Quel est l’intérêt de s’inscrire dans une démarche collective pilotée par la Chambre d’agriculture ?

Alexandre Faes : "L’intérêt, c’est que la Chambre d’agriculture va gérer l’ensemble des démarches administratives et décharger l’exploitant agricole. Autre intérêt, ce dernier va pouvoir échanger avec d’autres agriculteurs sur leurs pratiques et donc progresser. Enfin, la Chambre d’agriculture apporte un accompagnement technique et donc l’agriculteur ne se retrouve pas seul face à un organisme certificateur. C’est plutôt rassurant."

Le cahier des charges de la HVE doit se durcir prochainement, ce qui pourrait en refroidir plus d’un. Qu’en est-il concrètement ?

A.F. : "La mise à jour du cahier des charges s’appliquera au 1er octobre. Effectivement plus d’indicateurs seront pris en compte. Par exemples, on regardera la taille des parcelles, concernant les produits phytosanitaires, il y aura interdiction d’utiliser des produits classés CMR 1, les valeurs de références de l’IFT (Indicateur de fréquence de traitements phytosanitaires) seront mises à jour, le bilan azoté sera plus strict, etc. Ce sont des ajustements qui tendent à être plus durs, mais ce n’est pas une révolution non plus. Les deux sessions de formation à venir s’appuieront sur ce nouveau cahier des charges et permettront de pouvoir prétendre au crédit d’impôt."

Les agriculteurs de l’Ain ont-ils globalement un bon potentiel pour intégrer la HVE ?

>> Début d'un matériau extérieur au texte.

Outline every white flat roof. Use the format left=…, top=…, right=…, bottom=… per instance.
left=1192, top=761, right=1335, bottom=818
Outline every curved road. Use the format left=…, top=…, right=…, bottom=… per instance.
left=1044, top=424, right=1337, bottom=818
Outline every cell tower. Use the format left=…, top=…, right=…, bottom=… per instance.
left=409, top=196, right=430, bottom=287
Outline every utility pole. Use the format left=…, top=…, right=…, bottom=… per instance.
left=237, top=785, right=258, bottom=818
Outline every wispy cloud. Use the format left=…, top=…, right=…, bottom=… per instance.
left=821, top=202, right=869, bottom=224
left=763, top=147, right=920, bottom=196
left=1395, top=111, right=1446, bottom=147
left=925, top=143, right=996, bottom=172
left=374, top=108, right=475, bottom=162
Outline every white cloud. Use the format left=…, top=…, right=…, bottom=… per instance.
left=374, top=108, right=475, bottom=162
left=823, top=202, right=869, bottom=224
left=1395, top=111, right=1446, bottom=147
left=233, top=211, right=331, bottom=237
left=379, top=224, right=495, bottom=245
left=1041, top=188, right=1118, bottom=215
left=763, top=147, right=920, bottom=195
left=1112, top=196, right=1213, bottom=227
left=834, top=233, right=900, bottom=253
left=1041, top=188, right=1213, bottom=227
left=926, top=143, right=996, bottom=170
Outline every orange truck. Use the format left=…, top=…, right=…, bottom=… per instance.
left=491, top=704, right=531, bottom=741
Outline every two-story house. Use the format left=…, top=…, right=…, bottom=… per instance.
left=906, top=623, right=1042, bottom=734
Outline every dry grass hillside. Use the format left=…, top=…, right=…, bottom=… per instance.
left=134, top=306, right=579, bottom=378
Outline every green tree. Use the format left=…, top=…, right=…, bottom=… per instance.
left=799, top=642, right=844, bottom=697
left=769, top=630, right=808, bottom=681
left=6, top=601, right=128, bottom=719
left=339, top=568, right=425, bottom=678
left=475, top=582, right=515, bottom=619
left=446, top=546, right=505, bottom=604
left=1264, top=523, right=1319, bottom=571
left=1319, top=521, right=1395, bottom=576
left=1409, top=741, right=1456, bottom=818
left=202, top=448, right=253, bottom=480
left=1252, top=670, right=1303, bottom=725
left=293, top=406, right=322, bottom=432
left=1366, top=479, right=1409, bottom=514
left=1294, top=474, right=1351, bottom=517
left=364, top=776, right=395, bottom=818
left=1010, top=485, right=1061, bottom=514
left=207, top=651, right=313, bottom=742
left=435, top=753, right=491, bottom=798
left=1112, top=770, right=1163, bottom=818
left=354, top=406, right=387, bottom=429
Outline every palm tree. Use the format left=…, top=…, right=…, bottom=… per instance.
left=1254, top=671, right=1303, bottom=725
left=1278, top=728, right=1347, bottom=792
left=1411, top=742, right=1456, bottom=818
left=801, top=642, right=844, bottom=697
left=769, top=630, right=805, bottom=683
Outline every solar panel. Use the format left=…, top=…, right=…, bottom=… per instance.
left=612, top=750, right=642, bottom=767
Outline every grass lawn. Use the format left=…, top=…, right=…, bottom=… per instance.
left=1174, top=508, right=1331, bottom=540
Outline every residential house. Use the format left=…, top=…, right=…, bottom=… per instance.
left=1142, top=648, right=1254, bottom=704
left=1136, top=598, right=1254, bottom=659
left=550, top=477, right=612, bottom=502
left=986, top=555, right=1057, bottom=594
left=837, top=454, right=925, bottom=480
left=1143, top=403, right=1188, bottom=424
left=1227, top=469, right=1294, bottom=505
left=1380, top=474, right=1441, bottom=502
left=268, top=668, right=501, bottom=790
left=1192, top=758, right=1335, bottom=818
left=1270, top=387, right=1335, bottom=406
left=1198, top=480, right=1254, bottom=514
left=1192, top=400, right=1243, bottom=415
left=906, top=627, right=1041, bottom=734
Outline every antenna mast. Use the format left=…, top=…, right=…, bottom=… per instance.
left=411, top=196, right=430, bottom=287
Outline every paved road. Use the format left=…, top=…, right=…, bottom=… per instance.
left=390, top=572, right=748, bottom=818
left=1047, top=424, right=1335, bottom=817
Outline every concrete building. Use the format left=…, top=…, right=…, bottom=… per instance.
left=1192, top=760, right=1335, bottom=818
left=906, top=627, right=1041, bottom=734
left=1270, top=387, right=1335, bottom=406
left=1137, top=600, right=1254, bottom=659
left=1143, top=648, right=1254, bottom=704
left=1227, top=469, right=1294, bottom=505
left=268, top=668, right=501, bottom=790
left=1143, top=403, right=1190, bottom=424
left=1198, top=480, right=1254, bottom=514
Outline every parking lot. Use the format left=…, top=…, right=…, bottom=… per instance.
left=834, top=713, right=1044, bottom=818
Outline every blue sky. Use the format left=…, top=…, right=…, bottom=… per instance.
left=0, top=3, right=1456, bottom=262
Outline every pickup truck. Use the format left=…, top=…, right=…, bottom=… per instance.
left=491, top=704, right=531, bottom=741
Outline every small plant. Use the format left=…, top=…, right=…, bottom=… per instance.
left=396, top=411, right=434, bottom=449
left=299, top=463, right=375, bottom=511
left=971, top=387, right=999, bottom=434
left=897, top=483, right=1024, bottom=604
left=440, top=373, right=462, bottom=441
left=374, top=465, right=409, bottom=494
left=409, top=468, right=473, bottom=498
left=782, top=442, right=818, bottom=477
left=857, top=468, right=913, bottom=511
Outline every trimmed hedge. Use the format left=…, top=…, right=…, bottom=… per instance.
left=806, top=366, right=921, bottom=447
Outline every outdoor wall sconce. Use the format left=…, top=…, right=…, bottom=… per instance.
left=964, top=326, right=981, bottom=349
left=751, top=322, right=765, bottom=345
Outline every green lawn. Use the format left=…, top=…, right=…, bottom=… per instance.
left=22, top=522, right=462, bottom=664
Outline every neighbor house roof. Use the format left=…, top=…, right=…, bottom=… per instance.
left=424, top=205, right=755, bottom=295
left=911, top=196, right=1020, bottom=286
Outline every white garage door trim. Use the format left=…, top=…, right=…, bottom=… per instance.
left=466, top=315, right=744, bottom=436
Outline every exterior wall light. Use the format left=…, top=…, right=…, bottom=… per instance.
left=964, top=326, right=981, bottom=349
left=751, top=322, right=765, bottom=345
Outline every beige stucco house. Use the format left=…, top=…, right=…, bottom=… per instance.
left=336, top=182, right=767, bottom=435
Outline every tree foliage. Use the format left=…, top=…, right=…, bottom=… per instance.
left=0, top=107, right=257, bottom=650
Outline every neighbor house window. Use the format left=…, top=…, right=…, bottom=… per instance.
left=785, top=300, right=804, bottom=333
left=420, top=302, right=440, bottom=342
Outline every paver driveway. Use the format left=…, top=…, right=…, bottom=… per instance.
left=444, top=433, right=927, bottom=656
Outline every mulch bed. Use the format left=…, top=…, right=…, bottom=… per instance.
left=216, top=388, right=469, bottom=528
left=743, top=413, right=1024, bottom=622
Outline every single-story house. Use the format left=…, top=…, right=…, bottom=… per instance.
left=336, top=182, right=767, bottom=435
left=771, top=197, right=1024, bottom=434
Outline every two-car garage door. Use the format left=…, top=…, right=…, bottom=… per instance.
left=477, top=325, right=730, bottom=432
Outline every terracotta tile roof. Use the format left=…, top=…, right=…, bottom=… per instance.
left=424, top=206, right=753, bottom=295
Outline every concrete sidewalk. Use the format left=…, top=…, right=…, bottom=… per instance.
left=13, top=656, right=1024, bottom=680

A.F. : "Ce n’est pas parce qu’un agriculteur est dans tel AOP, AOC, label qu’il respectera automatiquement le cahier des charges HVE. On ne peut pas comparer les labels. Dans le département, on a beaucoup de structures agro-écologiques comme les haies, et donc la plupart des agriculteurs répondent au cahier des charges HVE sur ce point, mais c’est loin d’être le cas sur l’utilisation de produits phytosanitaires. Pour des exploitants qui ne font que des céréales, ça va être compliqué d’entrer dans la HVE s’il n’y a pas de réels efforts. En revanche, si on a beaucoup de prairies, que l’on pratique une agriculture extensive, c’est quasiment dans la poche. Il y a autre chose à prendre en compte, c’est la traçabilité. Tous les indicateurs sont calculés sur les données de l’année précédente, il faut donc être très carré sur les enregistrements. "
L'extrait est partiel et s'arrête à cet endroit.